"Kalau begitu mari kita berangkat." Doreran kemudian mulai meninggalkan tempat itu, diikuti oleh putri Naimi.
Saat putri Naimi melihat ke arah prajuritnya yang telah meninggal, ada bayangan gelap yang menghisap mayatnya termasuk kuda tersebut pun hilang tak bersisa yang membuatnya bergidik.
Ia mau tidak mau mengikuti Doreran dengan berjalan menggunakan sepatu hak tinggi yang agak merepotkan baginya.
"Apa yang kau lakukan padanya?" tanya Naimi yang sedari tadi penasaran, meskipun ketakutannya belum reda, ia masih berusaha mengorek informasi dari Doreran.
"Aku tak bisa membangkitkan kembali tanpa mayat mereka, kau tahu, ini kesepakatannya bukan?"
Naimi pun diam setelah mendengar perkataan Doreran lalu kembali mengikutinya.
Langkah Naimi terhenti sesekali oleh ranting dan daun tajam yang menyelinap di antara rerimbunan pepohonan. Suara desiran angin dan gemuruh dedaunan menyelimuti mereka.
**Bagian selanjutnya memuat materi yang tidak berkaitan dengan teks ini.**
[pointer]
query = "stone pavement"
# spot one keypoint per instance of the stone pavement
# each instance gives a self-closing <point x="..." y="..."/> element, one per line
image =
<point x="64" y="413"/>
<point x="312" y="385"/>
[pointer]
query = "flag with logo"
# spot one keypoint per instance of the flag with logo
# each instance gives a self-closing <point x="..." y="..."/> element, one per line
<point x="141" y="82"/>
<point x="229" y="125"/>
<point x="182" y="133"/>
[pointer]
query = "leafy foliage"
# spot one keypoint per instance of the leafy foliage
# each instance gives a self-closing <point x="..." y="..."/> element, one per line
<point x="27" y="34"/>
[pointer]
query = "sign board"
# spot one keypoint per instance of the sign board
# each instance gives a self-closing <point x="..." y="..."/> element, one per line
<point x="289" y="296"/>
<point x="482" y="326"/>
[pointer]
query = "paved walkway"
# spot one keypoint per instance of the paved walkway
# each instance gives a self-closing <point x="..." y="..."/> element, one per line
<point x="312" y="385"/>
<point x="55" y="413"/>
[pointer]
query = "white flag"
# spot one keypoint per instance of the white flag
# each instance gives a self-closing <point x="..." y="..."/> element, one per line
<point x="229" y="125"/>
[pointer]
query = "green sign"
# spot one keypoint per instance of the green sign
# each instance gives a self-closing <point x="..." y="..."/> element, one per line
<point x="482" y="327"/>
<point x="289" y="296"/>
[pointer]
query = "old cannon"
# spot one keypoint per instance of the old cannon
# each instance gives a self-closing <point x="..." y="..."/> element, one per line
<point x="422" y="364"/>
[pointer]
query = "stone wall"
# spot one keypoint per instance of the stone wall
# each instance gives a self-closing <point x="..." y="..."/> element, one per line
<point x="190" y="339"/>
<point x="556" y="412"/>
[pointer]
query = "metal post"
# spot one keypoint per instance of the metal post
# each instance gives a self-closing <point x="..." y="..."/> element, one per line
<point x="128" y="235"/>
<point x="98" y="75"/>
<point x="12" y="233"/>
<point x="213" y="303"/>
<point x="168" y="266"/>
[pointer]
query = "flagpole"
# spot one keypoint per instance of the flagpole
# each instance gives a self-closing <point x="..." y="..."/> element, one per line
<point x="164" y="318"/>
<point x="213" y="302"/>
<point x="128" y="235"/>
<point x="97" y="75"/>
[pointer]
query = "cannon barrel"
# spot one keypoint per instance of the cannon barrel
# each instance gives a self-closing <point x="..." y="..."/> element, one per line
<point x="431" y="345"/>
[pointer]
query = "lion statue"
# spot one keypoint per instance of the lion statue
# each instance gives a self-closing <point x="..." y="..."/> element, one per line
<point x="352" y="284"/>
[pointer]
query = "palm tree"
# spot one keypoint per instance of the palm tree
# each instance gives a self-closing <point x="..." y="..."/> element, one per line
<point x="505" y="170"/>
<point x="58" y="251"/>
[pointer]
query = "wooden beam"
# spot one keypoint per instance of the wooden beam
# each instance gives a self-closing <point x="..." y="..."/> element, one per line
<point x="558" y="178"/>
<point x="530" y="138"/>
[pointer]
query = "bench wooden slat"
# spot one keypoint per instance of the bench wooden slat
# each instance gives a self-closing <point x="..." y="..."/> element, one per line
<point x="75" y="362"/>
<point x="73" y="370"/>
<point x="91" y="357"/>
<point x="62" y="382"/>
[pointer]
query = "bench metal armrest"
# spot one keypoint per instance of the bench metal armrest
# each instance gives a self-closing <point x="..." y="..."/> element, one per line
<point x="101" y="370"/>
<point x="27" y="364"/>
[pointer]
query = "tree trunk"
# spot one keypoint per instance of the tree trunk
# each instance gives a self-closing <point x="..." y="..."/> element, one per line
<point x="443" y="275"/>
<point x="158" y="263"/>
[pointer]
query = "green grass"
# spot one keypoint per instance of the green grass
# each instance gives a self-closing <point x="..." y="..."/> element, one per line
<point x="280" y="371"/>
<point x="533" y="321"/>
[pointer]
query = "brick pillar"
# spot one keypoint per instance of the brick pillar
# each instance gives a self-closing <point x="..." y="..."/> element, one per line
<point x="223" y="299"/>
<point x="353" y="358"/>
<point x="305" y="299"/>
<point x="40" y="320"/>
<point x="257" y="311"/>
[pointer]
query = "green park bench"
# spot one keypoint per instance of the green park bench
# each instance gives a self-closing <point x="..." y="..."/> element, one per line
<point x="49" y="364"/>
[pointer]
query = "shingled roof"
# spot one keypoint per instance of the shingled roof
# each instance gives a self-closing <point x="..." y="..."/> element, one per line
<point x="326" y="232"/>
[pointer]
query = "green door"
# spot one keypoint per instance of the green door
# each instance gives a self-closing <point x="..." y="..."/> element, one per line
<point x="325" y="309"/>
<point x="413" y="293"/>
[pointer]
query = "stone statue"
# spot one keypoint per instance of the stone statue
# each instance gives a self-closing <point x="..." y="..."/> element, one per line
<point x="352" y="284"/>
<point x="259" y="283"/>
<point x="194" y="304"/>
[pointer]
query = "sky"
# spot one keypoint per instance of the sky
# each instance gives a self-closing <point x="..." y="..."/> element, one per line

Ranting-ranting yang kasar terkadang mencabik baju mewah dan lembutnya kulit Naimi, namun ia terus melangkah agar tak tertinggal.
Suara kaki mereka menghantam tanah berbatu, menciptakan irama yang mengiringi perjalanan mereka.
Sesaat kemudian gerimis pun turun karena mendung sedari sebelumnya sudah berkumpul semakin pekat, tetes air mulai membasahi pakaian putri Naimi termasuk juga Doreran.
Namun Doreran seperti tak menggubris turunnya air yang semakin deras dan angin yang kian kuat.
***
"Hei! Sampai kapan kita akan terus berjalan!" teriak putri Naimi yang sudah hilang kesabaran, tubuhnya penuh luka karena ranting dan duri tajam di hutan, sementara ia juga sesekali hampir terhuyung karena cuaca yang buruk.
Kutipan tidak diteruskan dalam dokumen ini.